For my new page scraping assignment I thought for a while of trying a much more modern approach.
That actually kept me from really starting it for quite a couple of weeks now, because it seemed so very tedious and I thought, I don’t have like 3 shots for it.
This week I thought about going with my own old approach and about making use of the state-of-the-art technology at a (slightly) later stage. That should work.
So where is my software and where is my documentation?
- I remember, I had left a link here at my Aleph-Soft.com website
- that leads me to my slightly more extensive dedicated article
- of course, while I read it, I switch to the sources of that article, so that I can improve the article “en passent”; OMG: running that DocBook website toolchain even works after at least a year or so! I’m amazed. well, not updating software does have some positive side-effects.
- does LiveHTTPHeaders still work with my current Firefox? LiveHTTPHeaders is one of the reasons I still keep my Firefox updated, although I chose Chromium as my main browser on all platforms (*** bookmark ***)

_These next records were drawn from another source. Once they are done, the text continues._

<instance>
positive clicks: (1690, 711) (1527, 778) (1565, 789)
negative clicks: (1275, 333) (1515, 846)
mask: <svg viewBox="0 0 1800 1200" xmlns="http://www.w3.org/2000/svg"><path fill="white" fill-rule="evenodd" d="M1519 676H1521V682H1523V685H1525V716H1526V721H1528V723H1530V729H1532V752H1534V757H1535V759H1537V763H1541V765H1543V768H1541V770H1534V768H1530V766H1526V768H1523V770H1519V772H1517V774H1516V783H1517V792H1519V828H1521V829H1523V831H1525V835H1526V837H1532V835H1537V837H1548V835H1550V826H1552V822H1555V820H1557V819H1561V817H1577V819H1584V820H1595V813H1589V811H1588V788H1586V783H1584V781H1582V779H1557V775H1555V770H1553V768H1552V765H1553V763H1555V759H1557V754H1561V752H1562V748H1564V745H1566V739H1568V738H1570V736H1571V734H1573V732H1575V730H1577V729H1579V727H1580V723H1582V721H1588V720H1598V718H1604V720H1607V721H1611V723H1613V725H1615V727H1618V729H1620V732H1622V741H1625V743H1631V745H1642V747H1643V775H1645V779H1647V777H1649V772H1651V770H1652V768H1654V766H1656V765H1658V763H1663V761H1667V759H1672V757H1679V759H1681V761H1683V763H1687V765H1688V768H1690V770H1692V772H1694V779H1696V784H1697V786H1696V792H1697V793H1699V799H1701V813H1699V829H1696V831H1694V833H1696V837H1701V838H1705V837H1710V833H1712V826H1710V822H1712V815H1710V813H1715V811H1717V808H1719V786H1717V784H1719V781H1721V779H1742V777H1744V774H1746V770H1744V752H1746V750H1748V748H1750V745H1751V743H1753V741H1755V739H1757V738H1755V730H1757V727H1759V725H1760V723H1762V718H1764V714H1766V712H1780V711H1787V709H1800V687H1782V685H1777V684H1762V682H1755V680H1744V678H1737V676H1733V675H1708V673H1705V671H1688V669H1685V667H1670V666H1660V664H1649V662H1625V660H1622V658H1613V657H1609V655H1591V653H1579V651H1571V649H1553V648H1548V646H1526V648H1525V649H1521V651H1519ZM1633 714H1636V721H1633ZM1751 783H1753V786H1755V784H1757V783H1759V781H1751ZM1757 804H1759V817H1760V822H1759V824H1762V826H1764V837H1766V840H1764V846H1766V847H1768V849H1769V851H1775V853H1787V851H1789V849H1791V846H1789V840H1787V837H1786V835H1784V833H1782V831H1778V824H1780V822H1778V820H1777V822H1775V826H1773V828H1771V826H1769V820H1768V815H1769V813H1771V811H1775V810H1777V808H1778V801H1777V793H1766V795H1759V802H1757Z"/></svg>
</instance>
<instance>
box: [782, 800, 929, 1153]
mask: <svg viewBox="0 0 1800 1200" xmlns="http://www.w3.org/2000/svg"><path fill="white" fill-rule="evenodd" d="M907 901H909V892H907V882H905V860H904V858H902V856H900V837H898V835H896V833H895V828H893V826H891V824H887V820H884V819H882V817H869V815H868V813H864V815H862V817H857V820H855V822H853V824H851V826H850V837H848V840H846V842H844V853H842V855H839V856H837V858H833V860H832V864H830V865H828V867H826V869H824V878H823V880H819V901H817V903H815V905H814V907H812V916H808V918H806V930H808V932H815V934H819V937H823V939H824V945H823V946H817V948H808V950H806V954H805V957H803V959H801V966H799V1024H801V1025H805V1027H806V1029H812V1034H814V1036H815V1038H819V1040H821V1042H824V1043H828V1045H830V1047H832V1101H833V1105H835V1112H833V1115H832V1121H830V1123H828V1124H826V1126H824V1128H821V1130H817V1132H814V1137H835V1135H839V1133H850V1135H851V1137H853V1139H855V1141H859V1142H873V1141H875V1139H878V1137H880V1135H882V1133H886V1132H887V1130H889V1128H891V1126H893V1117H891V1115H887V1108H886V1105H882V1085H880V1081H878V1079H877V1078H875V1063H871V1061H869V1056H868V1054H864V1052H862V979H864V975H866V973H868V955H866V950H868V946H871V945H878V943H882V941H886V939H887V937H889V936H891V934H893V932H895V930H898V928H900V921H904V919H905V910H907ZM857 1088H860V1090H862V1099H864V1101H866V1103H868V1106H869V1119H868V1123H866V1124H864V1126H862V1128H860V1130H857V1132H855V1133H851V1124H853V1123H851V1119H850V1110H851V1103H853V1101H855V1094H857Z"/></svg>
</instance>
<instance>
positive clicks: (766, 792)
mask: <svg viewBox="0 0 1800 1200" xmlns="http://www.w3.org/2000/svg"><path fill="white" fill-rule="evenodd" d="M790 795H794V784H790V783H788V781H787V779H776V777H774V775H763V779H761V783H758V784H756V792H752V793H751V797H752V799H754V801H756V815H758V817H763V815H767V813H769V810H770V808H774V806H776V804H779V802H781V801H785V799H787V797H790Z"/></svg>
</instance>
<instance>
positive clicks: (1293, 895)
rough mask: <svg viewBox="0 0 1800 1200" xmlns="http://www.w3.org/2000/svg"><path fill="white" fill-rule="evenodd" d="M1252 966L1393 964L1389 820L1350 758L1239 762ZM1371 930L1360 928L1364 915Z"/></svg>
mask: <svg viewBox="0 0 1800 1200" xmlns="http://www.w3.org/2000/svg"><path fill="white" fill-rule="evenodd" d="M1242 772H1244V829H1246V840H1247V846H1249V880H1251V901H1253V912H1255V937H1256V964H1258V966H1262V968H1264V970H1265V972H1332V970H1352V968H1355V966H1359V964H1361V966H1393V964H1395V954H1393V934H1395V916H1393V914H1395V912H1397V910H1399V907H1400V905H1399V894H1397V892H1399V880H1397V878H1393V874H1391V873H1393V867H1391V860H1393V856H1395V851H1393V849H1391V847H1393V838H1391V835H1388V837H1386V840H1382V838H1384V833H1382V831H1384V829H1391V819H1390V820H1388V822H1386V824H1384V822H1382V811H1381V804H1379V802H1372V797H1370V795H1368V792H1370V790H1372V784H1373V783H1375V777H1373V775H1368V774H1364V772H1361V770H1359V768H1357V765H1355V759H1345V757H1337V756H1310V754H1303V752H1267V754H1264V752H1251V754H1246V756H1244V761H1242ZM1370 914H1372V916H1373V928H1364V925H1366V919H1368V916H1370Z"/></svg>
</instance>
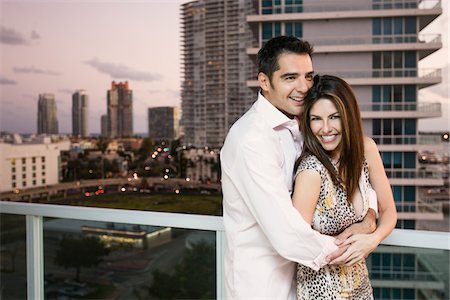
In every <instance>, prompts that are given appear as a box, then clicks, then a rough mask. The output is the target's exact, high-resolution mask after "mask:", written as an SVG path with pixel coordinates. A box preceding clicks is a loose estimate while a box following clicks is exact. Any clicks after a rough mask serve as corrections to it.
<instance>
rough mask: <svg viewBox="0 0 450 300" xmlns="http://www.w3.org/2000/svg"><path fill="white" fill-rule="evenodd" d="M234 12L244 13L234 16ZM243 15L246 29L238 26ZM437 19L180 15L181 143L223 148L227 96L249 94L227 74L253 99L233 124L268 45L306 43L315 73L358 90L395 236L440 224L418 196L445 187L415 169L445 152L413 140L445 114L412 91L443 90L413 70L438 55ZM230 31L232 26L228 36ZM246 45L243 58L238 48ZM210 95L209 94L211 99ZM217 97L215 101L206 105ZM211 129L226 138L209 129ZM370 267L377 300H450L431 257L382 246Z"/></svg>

- what about its cousin ieHTTPHeaders for IE? WTF, where does it actually live and get maintained? alright, I assume Jonas Blunck is the creator and maintainer
- is there anything like *HTTPHeaders for Chrome/Chromium? that would be nice; I would have to make my respective tool read its logfile then
- creating a perl script from LiveHTTPHeaders’s log file still works
- integrated that perl script into my framework for that kind of stuff
- download the root HTML page, parsing it, extracting the 1st few bits of information wanted
- download the 1st linked page; the navigation doesn’t go further / deeper than this
- TBD: extract the information details from that linked page; CAVEAT: there is an optional intermediate (“region”) level within that page
- …
(This article is getting extended and updated these days in early November 2011.)